We are in week 10 of the COVID-19 pandemic of 2020. I have been working from home since two weeks before Governor Tim Walz declared a Stay-at-home order. I’m a writer and by nature and more introvert than extrovert, so the seclusion has not been as much of a challenge for me as it has been for others. Still, I miss my friends. And I miss seeing my mom.
I can’t see my mom because she’s in memory care.
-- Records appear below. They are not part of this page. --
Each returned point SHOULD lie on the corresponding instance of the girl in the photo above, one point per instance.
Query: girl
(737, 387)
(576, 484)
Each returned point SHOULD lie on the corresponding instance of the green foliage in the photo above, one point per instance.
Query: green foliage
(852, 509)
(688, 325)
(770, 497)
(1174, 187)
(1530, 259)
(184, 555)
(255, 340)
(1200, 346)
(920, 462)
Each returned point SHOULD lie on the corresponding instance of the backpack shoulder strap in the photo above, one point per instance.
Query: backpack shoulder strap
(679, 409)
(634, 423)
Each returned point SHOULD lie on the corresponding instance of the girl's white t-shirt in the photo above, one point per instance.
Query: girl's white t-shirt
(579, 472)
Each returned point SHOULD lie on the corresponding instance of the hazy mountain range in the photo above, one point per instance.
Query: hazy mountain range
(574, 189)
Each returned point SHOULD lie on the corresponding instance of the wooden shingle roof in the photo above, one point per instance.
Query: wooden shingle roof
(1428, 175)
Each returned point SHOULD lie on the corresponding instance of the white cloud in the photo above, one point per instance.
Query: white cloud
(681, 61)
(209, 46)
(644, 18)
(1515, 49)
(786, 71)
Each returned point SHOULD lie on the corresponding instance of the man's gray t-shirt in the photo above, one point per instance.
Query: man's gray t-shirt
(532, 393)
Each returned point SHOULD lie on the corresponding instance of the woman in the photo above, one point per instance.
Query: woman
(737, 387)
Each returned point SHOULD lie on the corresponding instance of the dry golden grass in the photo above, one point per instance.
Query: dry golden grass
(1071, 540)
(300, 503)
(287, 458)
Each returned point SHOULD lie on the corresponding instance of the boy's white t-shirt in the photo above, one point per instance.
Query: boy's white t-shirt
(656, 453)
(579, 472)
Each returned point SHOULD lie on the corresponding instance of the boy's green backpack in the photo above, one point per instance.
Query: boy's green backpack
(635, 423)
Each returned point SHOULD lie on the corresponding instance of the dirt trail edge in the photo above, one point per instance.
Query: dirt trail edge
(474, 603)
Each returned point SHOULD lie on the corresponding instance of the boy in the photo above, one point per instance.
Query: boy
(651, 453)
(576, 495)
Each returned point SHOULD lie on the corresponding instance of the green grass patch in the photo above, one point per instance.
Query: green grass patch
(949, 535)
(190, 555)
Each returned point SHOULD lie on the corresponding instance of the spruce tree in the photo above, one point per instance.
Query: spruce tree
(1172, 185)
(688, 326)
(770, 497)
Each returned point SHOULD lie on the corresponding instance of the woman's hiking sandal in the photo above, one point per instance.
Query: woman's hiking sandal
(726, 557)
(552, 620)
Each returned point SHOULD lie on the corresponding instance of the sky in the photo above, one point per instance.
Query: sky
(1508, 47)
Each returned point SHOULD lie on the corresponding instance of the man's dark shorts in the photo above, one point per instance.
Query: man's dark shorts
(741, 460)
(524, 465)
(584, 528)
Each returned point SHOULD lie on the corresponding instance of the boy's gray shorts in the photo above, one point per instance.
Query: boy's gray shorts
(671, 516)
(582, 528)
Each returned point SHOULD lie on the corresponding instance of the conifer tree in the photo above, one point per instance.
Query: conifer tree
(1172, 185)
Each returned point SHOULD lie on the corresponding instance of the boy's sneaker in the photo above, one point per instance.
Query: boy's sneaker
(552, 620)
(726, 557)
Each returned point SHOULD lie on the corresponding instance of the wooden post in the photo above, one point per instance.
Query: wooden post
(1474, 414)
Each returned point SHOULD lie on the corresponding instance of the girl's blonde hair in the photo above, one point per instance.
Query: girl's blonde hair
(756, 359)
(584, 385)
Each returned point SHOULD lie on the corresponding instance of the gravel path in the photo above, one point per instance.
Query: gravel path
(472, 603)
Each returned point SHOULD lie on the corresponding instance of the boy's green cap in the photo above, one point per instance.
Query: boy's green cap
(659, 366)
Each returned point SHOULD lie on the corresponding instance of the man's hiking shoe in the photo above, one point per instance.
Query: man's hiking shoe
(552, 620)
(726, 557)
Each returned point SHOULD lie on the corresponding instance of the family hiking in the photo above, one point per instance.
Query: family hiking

People in any elder care facility have been quarantined because COVID-19 has hit the elderly population disproportionately.
I can only have contact with my 82-year-old mom from a distance or what they refer to as “social distancing.” But since Mom is in a long-term care facility, I am not allowed in.
But I have had two FaceTime visits with my mom. While this allowed me to say hello and see that she looked fine, I’m sure Mom wondered what was going on. The nurse who connected me for the FaceTime visit wore a cloth mask covered in pastel cats. She held the phone up so my mom and I could see each other.
“Hi, Mom! It’s Kris.”
She looks at the phone and laughs.
I must look like Mike TV from Willie Wonka and the Chocolate Factory.
She’s probably wondering: Who are these aliens in masks? What have they done with my daughter? I think I see her in that small phone screen, but how can that be Kris in that gadget?
In 1947, Mom was just eleven and her mom was quarantined. The confinement separated them for a year and a half. As that time dragged on, my mom wrote letters and dropped them at the hospital, but her mother couldn’t answer the letters because nothing could come out of the hospital. TB germs were highly contagious.
In 2020, we have been hit with a new infectious disease. The tables have turned and my mom has been quarantined. Not because she is sick. But so she doesn’t get sick. The quarantined is a precautionary measure. COVID-19 is a sneaky bugger. Someone can be an asymptomatic carrier and not know they have it. Similarly, my mom was a carrier of the TB germ but it never materialized.
What is my mom thinking of all this?
Nurses in masks.
No visits from me or her other two daughters.
She must think we have abandoned her.
Mother’s Day 2020 flew by without brunch. My sister Jan, the middle one, dropped off flowers and a card, signing everyone’s names.
But the Alzheimer’s disease that has taken up residence in Mom’s mind confuses her. Time and space meld. Anything we measure, she no longer can.
How long is a week versus a year?
In her mind, she could be any age, memories jumbling together like the carrots and pineapple in the lime Jell-O she used to make.
The first time I visited after Mom moved from her assisted living unit to memory care area called Sunny Cove, I asked a worker where she was. The worker said, “She’s in Psycho.”
“What?” I said, taken aback.
The woman punched a secret code into the keypad and the door clicked.
Then, I realized she must have said Sunny Cove, which gave me a much-needed laugh during one of the most stressful times in my life – the time when I became the guardian for my mom and had to start making decisions for her when it had always been the other way around.
I followed the worker inside and there was Mom, sitting at one of the captain’s dining room chairs at a table with some other residents. Her face lit up with a smile when she saw me. Recognition. A good day. In the time of COVID-19, I can’t gauge the good days against the bad. It’s hard to tell through a phone and a short conversation. Human touch and hugs had become the most meaningful communication but now they are not allowed.